Incubation has been recorded as averaging around 17 days. Like all passerines, the chicks are altricial; they are born blind and naked, and start to develop down on their heads on day two. Their eyes open around day six, and they begin developing their primary flight feathers around day nine or ten. For the first three days after hatching, the mother feeds the nestlings alone, with food brought to her by the father. The father feeds them directly from the fourth day onwards, with the mother brooding them afterward until day seven. Flies, butterflies, moths, caterpillars, and beetles predominate in the food fed to the young birds. Flame robins fed a higher proportion of flying insects to their young at Nimmitabel than did scarlet robins, which may have been due to their later start to breeding. Both parents participate in removing faecal sacs from the nest. Parents have been observed feeding young up to five weeks after leaving the nest.

The fan-tailed cuckoo (Cacomantis flabelliformis) and pallid cuckoo (Heteroscenes pallidus) have been recorded as brood parasites of the flame robin; female cuckoos lay their eggs in robin nests, which are then raised by the robins as their own. One fan-tailed cuckoo was recorded ejecting baby robins before being raised by its foster parents. Other nest predators recorded include the grey shrikethrush (Colluricincla harmonica), pied currawong (Strepera graculina), and eastern brown snake (Pseudonaja textilis).

===Feeding===
Like all Australasian robins, the flame robin is a perch and pounce hunter, mainly eating insects, and often returning to a favourite low perch several times to stand erect and motionless, scanning the leaf-litter for more prey. They are typically seen in pairs (during the spring and summer breeding season) or in loose companies in more open country during winter, when they more commonly feed on the ground. A field study in the Southern Tablelands of New South Wales found no significant difference in foraging behaviour between male and female flame robins. Birds have been recorded foraging for insects in furrows in freshly ploughed fields. In Deniliquin, a flame robin was observed holding one foot forward and pattering the ground repeatedly to disturb ground-dwelling insects, and then watching and snapping up any which emerged; this behaviour is otherwise seen in waders.

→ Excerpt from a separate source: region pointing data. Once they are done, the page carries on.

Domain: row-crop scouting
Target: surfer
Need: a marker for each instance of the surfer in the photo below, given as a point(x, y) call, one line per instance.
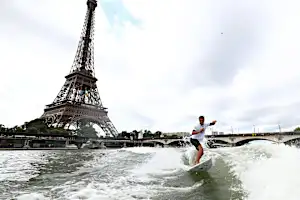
point(198, 135)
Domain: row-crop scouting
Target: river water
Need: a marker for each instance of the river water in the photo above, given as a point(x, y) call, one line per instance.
point(256, 171)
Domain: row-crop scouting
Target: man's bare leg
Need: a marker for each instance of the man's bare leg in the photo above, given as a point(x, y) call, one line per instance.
point(199, 154)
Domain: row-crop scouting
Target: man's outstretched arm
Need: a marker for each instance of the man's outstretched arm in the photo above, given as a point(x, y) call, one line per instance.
point(194, 132)
point(212, 123)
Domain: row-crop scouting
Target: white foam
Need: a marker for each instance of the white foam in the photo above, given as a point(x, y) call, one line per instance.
point(267, 171)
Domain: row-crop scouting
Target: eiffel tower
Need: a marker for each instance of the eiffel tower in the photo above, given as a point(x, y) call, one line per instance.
point(79, 98)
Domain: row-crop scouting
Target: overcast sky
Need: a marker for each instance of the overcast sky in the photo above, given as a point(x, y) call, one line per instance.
point(160, 63)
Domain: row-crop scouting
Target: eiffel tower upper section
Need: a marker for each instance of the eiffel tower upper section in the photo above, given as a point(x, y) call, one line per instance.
point(79, 97)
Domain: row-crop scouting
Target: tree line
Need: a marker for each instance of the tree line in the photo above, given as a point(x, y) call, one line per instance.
point(84, 129)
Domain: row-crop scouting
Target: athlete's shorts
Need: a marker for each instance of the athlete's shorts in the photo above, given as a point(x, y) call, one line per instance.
point(196, 143)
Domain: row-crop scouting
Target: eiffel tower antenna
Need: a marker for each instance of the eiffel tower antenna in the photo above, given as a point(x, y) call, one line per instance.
point(79, 98)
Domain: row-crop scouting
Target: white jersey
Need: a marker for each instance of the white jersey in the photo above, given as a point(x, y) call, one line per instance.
point(200, 136)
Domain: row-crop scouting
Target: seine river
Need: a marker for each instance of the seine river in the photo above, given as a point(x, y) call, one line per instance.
point(258, 171)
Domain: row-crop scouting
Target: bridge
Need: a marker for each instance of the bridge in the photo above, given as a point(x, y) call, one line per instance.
point(241, 139)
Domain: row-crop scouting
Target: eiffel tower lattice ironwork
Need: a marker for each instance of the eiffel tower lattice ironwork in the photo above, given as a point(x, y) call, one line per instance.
point(79, 97)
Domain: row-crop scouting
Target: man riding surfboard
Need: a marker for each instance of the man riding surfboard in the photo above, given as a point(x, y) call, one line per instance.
point(198, 135)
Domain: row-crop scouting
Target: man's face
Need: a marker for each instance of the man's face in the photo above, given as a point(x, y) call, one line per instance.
point(201, 120)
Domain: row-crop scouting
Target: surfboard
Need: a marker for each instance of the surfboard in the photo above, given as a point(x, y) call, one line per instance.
point(202, 166)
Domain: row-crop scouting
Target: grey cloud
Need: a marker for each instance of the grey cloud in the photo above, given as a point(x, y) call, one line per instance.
point(286, 116)
point(235, 39)
point(10, 15)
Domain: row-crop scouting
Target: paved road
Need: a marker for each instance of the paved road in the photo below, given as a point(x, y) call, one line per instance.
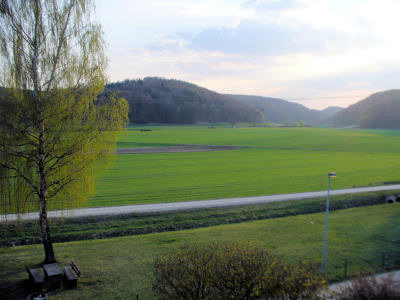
point(395, 276)
point(176, 206)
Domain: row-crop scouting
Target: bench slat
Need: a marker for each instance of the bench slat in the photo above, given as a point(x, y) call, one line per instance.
point(75, 267)
point(70, 274)
point(34, 275)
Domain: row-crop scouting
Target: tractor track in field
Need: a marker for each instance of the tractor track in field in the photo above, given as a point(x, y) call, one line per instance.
point(176, 148)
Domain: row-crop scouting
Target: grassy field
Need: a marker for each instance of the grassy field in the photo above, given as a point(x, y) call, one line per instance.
point(120, 268)
point(74, 229)
point(276, 160)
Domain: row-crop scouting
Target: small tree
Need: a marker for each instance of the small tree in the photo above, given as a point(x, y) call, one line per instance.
point(52, 127)
point(231, 271)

Compared with the scarlet robin, the flame robin eats a higher proportion of flying insects. Biologist, Doug Robinson, has proposed that scarcity of flying insects in winter is a reason why the flame robin migrates. They have been seen in mixed-species flocks with other small insectivorous passerines, such as scarlet robins, hooded robins (Melanodryas cucullata), white-fronted chats (Epthianura albifrons), and Australian pipits (Anthus australis).

Among the types of insects consumed are many families of beetles, wasps, and ants, flies (families Tabanidae and Asilidae), bugs, and caterpillars. Other invertebrates eaten include spiders, millipedes and earthworms. The flame robin consumes small prey items whole, and bashes larger victims against a hard surface repeatedly to break up before eating. The latter group constitute only 0.5% of prey over time—seasonally varying from a peak of 1.8% in autumn to a low of 0.2% of prey caught in winter.